Modernes Märchen – von Mauern und Meeren

Stacheldraht. Keine Mauer aus Beton. Finde den Unterschied. (Foto: liebeslakritze auf Flickr/https://creativecommons.org/licenses/by-sa/2.0/)

Eine Glosse von Maren Wenzel

Es war einmal ein Präsident und alle fragten sich, warum er Herrscher ward, aber sei’s drum. Aus seinem ovalen Büro heraus möchte er neuerdings eine Mauer zum Nachbarland bauen – Mexiko. Beim Gedanken an betonierte Grenzen schallen hierzulande jedenfalls die Alarmfanfaren. Auch bei Michael Müller (SPD), der mit dem Bürgermeisterzepter Berlins in der Hand jenen Trump mahnt, diesen „Irrweg von Abschottung und Ausgrenzung nicht zu gehen“.

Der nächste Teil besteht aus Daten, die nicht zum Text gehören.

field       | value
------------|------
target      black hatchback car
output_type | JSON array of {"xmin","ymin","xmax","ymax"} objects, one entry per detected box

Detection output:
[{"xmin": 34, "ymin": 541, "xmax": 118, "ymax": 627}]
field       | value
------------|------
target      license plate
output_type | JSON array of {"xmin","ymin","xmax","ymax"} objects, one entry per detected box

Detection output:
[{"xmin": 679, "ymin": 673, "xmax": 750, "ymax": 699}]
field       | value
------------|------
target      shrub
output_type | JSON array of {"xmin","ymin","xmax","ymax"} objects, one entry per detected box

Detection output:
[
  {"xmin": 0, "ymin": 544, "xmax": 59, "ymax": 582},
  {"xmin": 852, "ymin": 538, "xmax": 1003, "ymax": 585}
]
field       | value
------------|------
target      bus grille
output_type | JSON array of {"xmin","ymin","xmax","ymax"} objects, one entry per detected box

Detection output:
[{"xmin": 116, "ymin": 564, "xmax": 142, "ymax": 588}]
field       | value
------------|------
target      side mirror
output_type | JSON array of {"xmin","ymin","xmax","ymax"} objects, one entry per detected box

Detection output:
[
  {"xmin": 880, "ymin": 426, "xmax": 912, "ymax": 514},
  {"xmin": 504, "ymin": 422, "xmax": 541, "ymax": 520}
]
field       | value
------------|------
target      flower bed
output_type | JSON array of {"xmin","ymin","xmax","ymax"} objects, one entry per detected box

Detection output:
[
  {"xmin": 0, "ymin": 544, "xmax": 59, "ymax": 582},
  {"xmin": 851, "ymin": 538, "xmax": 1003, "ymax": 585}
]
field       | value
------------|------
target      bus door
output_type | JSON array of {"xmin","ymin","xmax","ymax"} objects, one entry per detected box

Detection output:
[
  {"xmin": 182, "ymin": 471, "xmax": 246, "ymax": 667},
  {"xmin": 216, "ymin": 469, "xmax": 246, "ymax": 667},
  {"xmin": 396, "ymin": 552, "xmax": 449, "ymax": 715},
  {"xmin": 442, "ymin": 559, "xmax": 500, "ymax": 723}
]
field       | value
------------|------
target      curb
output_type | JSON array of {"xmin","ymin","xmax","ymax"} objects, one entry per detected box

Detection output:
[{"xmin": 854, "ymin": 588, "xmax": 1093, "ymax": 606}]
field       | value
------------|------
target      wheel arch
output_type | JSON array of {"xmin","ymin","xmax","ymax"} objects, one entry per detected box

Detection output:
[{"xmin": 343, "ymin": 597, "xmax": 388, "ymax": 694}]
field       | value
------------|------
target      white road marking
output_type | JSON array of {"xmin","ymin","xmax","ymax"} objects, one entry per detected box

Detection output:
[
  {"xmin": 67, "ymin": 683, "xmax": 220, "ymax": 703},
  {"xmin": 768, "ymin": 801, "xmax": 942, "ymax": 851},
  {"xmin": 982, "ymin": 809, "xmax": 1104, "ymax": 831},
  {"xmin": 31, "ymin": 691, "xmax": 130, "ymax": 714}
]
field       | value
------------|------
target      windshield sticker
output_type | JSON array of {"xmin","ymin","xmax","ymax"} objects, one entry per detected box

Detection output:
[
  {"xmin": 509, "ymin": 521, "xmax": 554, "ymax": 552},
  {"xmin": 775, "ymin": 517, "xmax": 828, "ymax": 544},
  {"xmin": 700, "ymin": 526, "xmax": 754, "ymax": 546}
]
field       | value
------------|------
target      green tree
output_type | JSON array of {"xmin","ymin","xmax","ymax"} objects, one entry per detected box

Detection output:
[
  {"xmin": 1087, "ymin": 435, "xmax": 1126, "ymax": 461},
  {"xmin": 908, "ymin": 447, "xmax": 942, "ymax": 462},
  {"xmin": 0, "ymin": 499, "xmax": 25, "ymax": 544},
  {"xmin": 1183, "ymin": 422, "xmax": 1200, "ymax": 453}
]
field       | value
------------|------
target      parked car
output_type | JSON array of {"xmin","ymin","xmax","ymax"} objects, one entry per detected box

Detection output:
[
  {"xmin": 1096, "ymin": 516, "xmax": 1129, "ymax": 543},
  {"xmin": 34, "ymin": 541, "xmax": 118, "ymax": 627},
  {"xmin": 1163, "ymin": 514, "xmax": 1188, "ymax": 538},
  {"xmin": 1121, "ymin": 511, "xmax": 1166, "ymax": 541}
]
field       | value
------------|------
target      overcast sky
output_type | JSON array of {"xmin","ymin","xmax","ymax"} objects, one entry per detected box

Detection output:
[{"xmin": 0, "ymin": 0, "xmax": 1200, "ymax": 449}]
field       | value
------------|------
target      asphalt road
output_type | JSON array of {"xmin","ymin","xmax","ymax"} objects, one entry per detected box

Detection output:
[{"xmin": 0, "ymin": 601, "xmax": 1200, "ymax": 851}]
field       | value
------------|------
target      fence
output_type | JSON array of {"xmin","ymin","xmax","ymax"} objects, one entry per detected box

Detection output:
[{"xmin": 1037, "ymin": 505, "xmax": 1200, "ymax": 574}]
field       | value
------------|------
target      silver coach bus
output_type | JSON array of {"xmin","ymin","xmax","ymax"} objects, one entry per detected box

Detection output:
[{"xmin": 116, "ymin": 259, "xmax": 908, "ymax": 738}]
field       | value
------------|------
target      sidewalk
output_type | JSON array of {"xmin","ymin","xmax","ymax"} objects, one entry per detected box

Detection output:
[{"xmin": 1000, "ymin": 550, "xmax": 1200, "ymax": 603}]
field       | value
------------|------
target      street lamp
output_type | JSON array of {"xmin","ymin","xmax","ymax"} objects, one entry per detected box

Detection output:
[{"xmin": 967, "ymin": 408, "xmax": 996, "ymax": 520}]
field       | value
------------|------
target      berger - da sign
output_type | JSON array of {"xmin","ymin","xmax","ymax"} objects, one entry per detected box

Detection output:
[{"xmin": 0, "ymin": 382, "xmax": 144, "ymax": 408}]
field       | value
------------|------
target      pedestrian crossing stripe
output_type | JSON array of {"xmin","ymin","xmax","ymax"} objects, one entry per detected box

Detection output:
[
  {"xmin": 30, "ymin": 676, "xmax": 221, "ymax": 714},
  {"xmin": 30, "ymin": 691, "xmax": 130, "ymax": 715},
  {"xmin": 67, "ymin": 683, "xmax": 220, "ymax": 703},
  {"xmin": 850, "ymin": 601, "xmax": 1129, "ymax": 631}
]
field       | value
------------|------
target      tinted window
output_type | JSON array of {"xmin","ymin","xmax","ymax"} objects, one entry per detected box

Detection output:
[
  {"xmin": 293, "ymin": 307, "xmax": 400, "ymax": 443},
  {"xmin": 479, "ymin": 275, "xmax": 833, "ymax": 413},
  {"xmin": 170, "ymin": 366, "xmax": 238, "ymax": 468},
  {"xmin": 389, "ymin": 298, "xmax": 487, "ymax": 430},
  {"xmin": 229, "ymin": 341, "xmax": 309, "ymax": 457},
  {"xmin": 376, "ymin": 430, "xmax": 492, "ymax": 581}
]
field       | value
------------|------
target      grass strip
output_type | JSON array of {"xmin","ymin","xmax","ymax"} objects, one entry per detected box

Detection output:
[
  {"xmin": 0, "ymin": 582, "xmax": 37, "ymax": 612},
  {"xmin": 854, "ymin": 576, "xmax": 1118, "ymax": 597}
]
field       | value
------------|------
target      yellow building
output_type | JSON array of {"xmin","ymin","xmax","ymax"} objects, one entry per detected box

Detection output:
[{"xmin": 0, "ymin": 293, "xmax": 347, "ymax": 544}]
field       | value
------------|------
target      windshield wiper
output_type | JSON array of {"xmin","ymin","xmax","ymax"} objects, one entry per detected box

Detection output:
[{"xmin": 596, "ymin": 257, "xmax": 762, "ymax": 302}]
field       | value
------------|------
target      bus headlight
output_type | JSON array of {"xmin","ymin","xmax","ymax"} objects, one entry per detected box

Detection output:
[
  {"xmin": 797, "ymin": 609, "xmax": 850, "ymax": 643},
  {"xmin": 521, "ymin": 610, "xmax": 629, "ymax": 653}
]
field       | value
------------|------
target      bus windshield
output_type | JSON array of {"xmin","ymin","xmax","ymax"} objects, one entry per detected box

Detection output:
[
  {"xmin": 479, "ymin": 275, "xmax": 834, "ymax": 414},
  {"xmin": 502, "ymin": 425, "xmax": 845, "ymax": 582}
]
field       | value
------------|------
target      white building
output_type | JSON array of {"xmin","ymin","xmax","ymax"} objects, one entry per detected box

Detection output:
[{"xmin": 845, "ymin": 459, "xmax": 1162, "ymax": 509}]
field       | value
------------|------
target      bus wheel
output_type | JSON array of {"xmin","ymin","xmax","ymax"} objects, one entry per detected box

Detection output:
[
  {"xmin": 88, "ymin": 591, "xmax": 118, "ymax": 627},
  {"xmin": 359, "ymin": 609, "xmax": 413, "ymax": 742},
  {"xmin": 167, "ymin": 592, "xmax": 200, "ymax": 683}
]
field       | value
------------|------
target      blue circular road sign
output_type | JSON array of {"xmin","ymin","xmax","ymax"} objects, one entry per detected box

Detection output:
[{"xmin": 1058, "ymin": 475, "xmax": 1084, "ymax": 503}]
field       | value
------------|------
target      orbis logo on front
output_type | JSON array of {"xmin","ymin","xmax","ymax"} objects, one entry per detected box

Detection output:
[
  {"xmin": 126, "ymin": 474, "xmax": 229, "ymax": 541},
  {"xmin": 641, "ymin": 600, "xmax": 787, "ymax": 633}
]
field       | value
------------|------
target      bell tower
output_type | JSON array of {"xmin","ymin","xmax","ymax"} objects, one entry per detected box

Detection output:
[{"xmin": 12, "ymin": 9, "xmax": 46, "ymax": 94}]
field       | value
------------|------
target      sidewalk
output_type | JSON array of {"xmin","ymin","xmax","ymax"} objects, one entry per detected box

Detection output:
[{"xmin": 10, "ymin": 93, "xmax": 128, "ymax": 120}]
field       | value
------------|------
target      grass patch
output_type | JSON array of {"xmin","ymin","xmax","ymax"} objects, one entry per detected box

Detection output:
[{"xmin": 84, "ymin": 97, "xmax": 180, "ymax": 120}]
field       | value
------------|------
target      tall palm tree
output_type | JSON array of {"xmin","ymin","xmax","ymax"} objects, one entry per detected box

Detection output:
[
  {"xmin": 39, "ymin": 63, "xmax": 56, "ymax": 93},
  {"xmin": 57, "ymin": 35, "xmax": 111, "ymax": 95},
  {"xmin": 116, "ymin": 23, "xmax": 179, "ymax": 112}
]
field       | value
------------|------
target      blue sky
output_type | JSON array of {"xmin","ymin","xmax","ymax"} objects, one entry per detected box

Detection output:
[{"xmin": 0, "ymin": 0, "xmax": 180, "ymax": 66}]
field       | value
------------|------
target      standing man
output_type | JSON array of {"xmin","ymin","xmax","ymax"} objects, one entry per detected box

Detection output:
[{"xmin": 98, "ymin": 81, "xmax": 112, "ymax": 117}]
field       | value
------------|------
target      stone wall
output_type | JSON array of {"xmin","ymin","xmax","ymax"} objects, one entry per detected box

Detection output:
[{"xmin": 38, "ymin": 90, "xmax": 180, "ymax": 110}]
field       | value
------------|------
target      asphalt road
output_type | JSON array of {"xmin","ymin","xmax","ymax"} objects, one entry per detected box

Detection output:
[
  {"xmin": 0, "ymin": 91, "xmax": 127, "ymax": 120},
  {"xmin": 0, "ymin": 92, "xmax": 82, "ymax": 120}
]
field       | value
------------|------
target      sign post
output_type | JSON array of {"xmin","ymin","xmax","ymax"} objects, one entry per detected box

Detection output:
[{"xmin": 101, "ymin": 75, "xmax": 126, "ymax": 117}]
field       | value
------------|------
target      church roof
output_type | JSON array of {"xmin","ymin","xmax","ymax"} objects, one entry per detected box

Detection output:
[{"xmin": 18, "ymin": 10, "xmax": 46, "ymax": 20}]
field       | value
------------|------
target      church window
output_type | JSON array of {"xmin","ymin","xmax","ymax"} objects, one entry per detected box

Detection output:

Schätzungsweise 1.613 Tote an dem einst innerdeutschen Bauwerk stehen in den Geschichtsbüchern geschrieben. Umso größer war die Empörung, als Gedenkkreuze für die Opfer im November 2014 vom Zentrum für Politische Schönheit klammheimlich entwendet und an den EU-Außengrenzen Flüchtenden übergeben wurden. „Sapperlot! Was fällt diesen hippen Berliner Kunst-Aktivisten überhaupt ein, mit den historisierten Schrecken des Unrechtsstaates die Brutalität der demokratischen EU zu tadeln?“ – so dachte man damals wohl in den hohen Häusern dieser Republik.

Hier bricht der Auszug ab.